At issue is the “Sensation” show featuring the work of young British artists from the collection of British advertising executive Charles Saatchi.

Speakers at the rally, organized by the New York Civil Liberties Union, include Jane Alexander, former head of the National Endowment for the Arts, censored artist Dread Scott, Norman Siegel, executive director of the NYCLU, and representatives of the PEN American Center, the Center for Constitutional Rights, the National Coalition Against Censorship and People for the American Way.

“We would like as many of our members as possible to attend this protest rally,” said the NYCLU’s Siegel. “It is important to demonstrate to City Hall that New Yorkers will not support the Mayor’s continued trashing of the U.S. Constitution.”

In statement issued today, Dread Scott, who gained national attention when he was arrested for burning an American flag on the steps of the Supreme Court, said, “One thing that I have learned from the various efforts to censor and suppress my art is that it is possible to defeat attempts at censorship, but you must show courage in the face of threats and others will be strong if you remain strong.” He urged the public to “come see the show and make up your own mind.”

“The mayor calls the exhibit ‘sick stuff'” said Joan Bertin of the National Coalition Against Censorship in a Sept. 28 New York Newsday op-ed co-authored with Gary Schwartz of the National Campaign for Freedom of Expression. “This is particularly unfortunate language, because of its similarity to the way art and artists were vilified in Nazi Germany.”
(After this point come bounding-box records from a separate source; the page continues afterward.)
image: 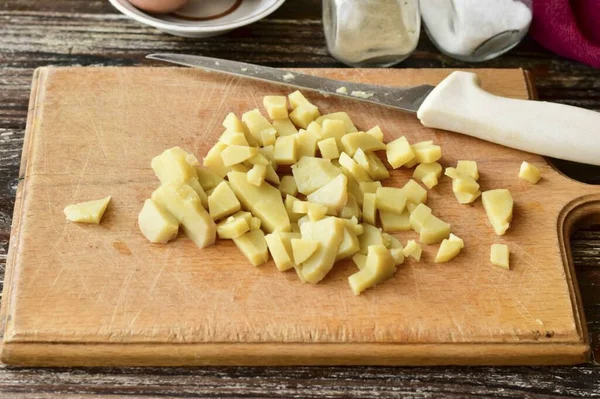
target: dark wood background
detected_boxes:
[0,0,600,398]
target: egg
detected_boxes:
[129,0,188,14]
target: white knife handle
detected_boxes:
[417,71,600,165]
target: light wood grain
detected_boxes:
[2,68,594,365]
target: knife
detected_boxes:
[147,53,600,165]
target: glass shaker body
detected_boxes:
[323,0,421,67]
[420,0,532,62]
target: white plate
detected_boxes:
[109,0,285,37]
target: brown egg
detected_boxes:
[129,0,188,14]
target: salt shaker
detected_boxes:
[323,0,421,67]
[420,0,532,62]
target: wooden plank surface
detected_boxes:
[2,68,598,365]
[0,0,600,397]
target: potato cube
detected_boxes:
[338,152,372,182]
[363,193,377,225]
[291,130,319,159]
[366,126,383,142]
[290,104,320,129]
[273,117,298,137]
[292,157,342,195]
[138,199,179,244]
[291,238,321,265]
[318,137,340,159]
[519,161,542,184]
[273,136,298,165]
[316,112,358,133]
[348,245,396,295]
[63,196,111,224]
[246,165,267,186]
[263,96,288,119]
[227,172,291,233]
[279,176,298,197]
[402,180,427,204]
[233,229,269,266]
[152,183,217,248]
[265,231,294,272]
[481,189,513,236]
[376,187,406,214]
[490,244,510,270]
[385,136,415,169]
[300,217,345,284]
[342,132,386,156]
[379,210,410,232]
[402,240,423,262]
[358,223,384,255]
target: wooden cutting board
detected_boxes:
[1,68,600,365]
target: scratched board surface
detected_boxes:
[2,68,593,364]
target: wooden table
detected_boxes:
[0,0,600,398]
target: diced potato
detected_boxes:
[490,244,510,270]
[379,210,410,232]
[413,162,442,189]
[316,112,358,133]
[196,166,223,192]
[402,180,427,204]
[292,130,319,159]
[233,229,269,266]
[335,226,360,261]
[152,183,217,248]
[273,117,298,137]
[352,254,367,270]
[409,204,431,233]
[342,132,386,156]
[318,137,340,159]
[348,245,396,295]
[306,175,348,215]
[402,240,423,262]
[412,141,442,163]
[386,136,415,169]
[263,96,288,119]
[456,160,479,180]
[290,104,321,129]
[321,119,346,150]
[519,161,542,184]
[300,217,345,284]
[246,165,267,186]
[279,176,298,197]
[217,211,252,239]
[219,130,248,147]
[338,152,372,182]
[291,238,321,265]
[481,189,513,236]
[138,199,179,244]
[265,231,294,272]
[63,196,112,224]
[221,145,258,166]
[358,223,384,255]
[242,109,276,143]
[376,187,406,214]
[208,181,242,220]
[419,215,450,244]
[340,193,362,219]
[434,234,465,263]
[366,126,383,142]
[363,193,377,225]
[292,157,342,195]
[273,136,298,165]
[227,172,291,233]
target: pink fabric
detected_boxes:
[531,0,600,68]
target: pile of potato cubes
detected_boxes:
[139,91,512,295]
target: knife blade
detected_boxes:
[146,53,434,113]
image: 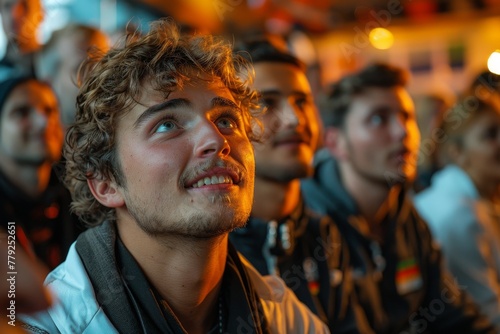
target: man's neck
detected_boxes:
[0,158,52,198]
[117,221,228,333]
[252,177,300,220]
[341,166,397,238]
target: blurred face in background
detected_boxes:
[327,87,420,186]
[0,80,63,166]
[254,62,320,182]
[53,30,109,127]
[455,109,500,188]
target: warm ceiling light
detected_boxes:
[369,28,394,50]
[488,50,500,75]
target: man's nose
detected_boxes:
[194,120,231,157]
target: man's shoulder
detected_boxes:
[21,244,114,333]
[240,256,330,334]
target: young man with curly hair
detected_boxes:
[24,20,328,333]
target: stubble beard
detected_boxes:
[127,194,250,239]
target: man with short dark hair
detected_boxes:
[303,64,495,333]
[230,38,341,330]
[24,20,328,334]
[0,77,79,269]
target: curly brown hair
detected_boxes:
[64,19,258,226]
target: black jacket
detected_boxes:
[229,203,342,330]
[302,151,496,334]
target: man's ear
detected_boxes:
[87,178,125,208]
[324,127,348,159]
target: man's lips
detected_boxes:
[273,134,309,146]
[185,167,241,188]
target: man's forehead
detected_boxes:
[137,75,235,103]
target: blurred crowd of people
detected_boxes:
[0,0,500,334]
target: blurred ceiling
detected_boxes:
[121,0,500,33]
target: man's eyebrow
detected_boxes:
[134,99,191,128]
[212,96,240,109]
[259,89,310,97]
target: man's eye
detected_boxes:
[369,114,387,126]
[217,118,237,129]
[260,98,278,111]
[295,97,308,109]
[155,120,179,133]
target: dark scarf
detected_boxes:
[76,222,269,334]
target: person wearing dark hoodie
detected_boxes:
[302,64,497,334]
[0,76,80,269]
[230,37,341,323]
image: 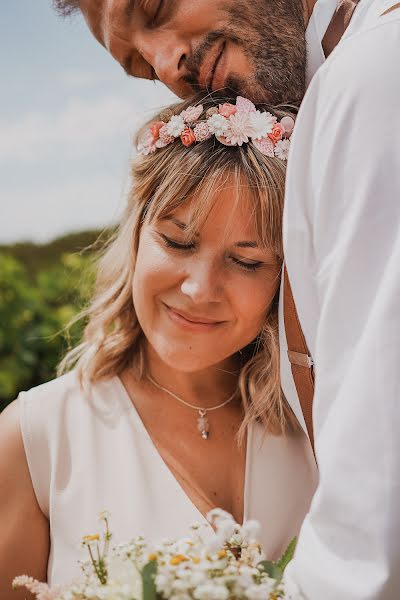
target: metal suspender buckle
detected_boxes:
[288,350,314,369]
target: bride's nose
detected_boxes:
[181,261,223,304]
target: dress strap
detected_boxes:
[283,266,314,451]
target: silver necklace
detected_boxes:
[146,375,237,440]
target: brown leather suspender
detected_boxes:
[283,267,314,450]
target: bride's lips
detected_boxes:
[163,303,226,331]
[199,40,225,90]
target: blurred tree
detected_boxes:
[0,252,94,410]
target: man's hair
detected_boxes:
[53,0,81,17]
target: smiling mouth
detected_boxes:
[199,42,225,90]
[164,304,225,330]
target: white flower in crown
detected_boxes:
[207,114,229,137]
[224,112,253,146]
[274,140,290,160]
[137,131,157,156]
[166,115,186,138]
[249,110,277,140]
[181,104,203,125]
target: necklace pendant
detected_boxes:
[197,409,210,440]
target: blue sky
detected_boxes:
[0,0,174,243]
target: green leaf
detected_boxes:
[276,537,297,573]
[142,560,158,600]
[257,560,283,582]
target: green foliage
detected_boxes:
[0,234,101,410]
[258,538,297,582]
[142,560,159,600]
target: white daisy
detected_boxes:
[274,140,290,160]
[166,115,186,138]
[207,114,229,136]
[225,112,253,146]
[249,110,277,140]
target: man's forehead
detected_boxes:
[81,0,131,50]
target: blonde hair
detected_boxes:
[59,95,299,438]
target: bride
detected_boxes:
[0,96,316,599]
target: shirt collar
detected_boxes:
[306,0,338,86]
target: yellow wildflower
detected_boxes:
[148,552,157,561]
[169,554,189,566]
[82,533,100,542]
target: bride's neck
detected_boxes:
[147,350,240,408]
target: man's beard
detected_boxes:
[187,0,307,105]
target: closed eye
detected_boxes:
[231,256,264,271]
[160,233,195,250]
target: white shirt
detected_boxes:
[282,0,400,600]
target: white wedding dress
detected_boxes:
[18,372,317,584]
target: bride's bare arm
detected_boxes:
[0,400,50,600]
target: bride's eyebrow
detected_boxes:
[161,215,200,237]
[235,241,259,248]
“Hitler characterized the works of artists such as Gaugin, Chagall, Picasso, Van Gogh, Klee and Grosz as ‘products of morbid and perverted minds,” according to Bertin and Schwartz. “Giuliani is no Hitler, of course,” the authors added, “but one reason that threat is remote is that in this country people are allowed to read, speak, draw, write and think what they want without governmental interference.”